Methods Infants < 32 weeks’ gestational age receiving nasal CPAP from birth were studied whilst supine. Data were initially recorded at the CPAP in clinical use [baseline; mean (SD) 6(1) cmH2O, FiO2 0.25(0.03)]. Then, CPAP was applied at 5, 8, 10 and 8 cmH2O for 15-mins each. Changes in end-expiratory lung volume [ΔEELV (VT units)] and tidal volume [ΔVT (VT units)] were measured using respiratory inductive plethysmography and expressed relative to values obtained at CPAP 5 cmH2O. Breath-to-breath phase angles (Θ) and labour breathing index (LBI) were calculated post-hoc to determine respiratory asynchrony.

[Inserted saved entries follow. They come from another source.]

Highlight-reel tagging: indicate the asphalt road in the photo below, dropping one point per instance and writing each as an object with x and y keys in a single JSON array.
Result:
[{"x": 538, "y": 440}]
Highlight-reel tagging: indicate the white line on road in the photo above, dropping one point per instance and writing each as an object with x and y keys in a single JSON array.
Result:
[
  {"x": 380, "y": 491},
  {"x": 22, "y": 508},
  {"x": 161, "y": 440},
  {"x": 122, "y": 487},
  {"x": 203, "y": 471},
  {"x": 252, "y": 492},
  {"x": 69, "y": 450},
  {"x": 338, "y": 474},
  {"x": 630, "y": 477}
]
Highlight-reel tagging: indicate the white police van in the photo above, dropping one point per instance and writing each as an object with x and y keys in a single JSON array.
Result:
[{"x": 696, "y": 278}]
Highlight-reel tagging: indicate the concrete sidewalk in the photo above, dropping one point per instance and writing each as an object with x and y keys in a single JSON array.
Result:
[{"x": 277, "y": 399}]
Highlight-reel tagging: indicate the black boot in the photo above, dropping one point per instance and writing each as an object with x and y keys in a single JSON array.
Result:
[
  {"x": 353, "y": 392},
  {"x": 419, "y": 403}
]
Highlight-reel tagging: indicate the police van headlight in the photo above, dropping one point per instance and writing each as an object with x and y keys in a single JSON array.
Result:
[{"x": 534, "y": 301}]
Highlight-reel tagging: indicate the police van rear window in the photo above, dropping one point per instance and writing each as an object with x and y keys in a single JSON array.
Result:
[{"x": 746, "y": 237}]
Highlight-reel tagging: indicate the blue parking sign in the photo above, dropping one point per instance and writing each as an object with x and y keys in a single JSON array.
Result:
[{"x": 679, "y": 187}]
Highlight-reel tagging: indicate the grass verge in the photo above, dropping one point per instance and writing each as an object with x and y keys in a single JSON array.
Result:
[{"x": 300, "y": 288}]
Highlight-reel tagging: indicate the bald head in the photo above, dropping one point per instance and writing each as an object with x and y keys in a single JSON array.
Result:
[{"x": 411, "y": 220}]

Results Twenty infants, mean(SD) GA 29(1) weeks and BW 1181(417)g were studied at median (IQR) 15(13.16)hours. No significant differences were seen in global EELV, V T, WOB or LBI at all CDP. Only 11/20 infants demonstrated hysteresis with a significant increase in EELV from baseline following a CPAP recruitment manoeuvre.
Conclusions Not all preterm infants have recruitable lung disease. Infants with recruitable lung disease may benefit from a CPAP recruitment manoeuvre. Further work is needed to define the optimal CPAP level to use in early RDS.